Transformation to replace a particular value in a column with another one

koheesio.spark.transformations.replace.Replace #

Replace a particular value in a column with another one

Can handle empty strings ("") as well as NULL / None values.

Unsupported datatypes:

Following casts are not supported

will raise an error in Spark:

  • binary
  • boolean
  • array<...>
  • map<...,...>
Supported datatypes:

Following casts are supported:

  • byte
  • short
  • integer
  • long
  • float
  • double
  • decimal
  • timestamp
  • date
  • string
  • void skipped by default

Any supported none-string datatype will be cast to string before the replacement is done.

Example

input_df:

id string
1 hello
2 world
3
output_df = Replace(
    column="string",
    from_value="hello",
    to_value="programmer",
).transform(input_df)

output_df:

id string
1 programmer
2 world
3

In this example, the value "hello" in the column "string" is replaced with "programmer".

from_value class-attribute instance-attribute #

from_value: Optional[str] = Field(
    default=None,
    alias="from",
    description="The original value that needs to be replaced. If no value is given, all 'null' values will be replaced with the to_value",
)

to_value class-attribute instance-attribute #

to_value: str = Field(
    default=...,
    alias="to",
    description="The new value to replace this with",
)

ColumnConfig #

Column type configurations for the column to be replaced

limit_data_type class-attribute instance-attribute #

limit_data_type = [*run_for_all_data_type, VOID]
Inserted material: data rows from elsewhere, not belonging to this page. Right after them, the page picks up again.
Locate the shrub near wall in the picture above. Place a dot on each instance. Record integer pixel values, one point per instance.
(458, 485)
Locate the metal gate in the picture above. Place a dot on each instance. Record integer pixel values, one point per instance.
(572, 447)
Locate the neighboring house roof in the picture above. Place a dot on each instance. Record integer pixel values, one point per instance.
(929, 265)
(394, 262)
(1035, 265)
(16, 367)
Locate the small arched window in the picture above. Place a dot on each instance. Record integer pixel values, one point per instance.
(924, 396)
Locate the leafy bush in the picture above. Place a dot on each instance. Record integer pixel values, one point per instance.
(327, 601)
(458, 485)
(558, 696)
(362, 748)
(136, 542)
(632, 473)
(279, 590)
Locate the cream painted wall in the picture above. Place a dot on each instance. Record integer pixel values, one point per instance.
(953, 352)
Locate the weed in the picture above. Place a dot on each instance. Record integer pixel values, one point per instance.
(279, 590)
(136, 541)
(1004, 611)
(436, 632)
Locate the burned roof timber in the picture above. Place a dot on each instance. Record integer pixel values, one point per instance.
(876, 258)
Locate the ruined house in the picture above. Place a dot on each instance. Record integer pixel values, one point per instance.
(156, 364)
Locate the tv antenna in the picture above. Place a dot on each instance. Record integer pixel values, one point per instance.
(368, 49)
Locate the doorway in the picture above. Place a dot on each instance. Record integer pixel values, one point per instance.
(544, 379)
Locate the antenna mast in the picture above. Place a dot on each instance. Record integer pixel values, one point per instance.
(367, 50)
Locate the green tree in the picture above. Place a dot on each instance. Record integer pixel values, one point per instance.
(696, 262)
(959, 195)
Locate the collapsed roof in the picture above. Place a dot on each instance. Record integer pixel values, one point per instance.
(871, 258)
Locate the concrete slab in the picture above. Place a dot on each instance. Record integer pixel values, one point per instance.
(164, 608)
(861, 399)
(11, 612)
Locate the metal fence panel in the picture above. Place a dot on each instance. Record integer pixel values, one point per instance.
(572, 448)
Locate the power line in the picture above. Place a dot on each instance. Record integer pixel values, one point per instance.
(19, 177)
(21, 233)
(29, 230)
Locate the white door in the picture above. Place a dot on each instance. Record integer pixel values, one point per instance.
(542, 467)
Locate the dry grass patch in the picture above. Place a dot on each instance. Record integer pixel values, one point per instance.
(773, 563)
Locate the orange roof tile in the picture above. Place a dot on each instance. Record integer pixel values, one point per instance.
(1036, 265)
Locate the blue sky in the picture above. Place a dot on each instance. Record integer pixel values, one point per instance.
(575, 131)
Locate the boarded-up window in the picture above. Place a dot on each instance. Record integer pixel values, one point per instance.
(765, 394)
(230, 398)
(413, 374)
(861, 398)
run_for_all_data_type class-attribute instance-attribute #

run_for_all_data_type = [
    BYTE,
    SHORT,
    INTEGER,
    LONG,
    FLOAT,
    DOUBLE,
    DECIMAL,
    STRING,
    TIMESTAMP,
    DATE,
]

func #

func(column: Column) -> Column
Source code in src/koheesio/spark/transformations/replace.py
def func(self, column: Column) -> Column:
    return replace(column=column, from_value=self.from_value, to_value=self.to_value)

koheesio.spark.transformations.replace.replace #

replace(
    column: Union[Column, str],
    to_value: str,
    from_value: Optional[str] = None,
) -> Column

Function to replace a particular value in a column with another one

Source code in src/koheesio/spark/transformations/replace.py
def replace(column: Union[Column, str], to_value: str, from_value: Optional[str] = None) -> Column:
    """Function to replace a particular value in a column with another one"""
    # make sure we have a Column object
    if isinstance(column, str):
        column = col(column)

    if not from_value:
        condition = column.isNull()
    else:
        condition = column == from_value

    return when(condition, lit(to_value)).otherwise(column)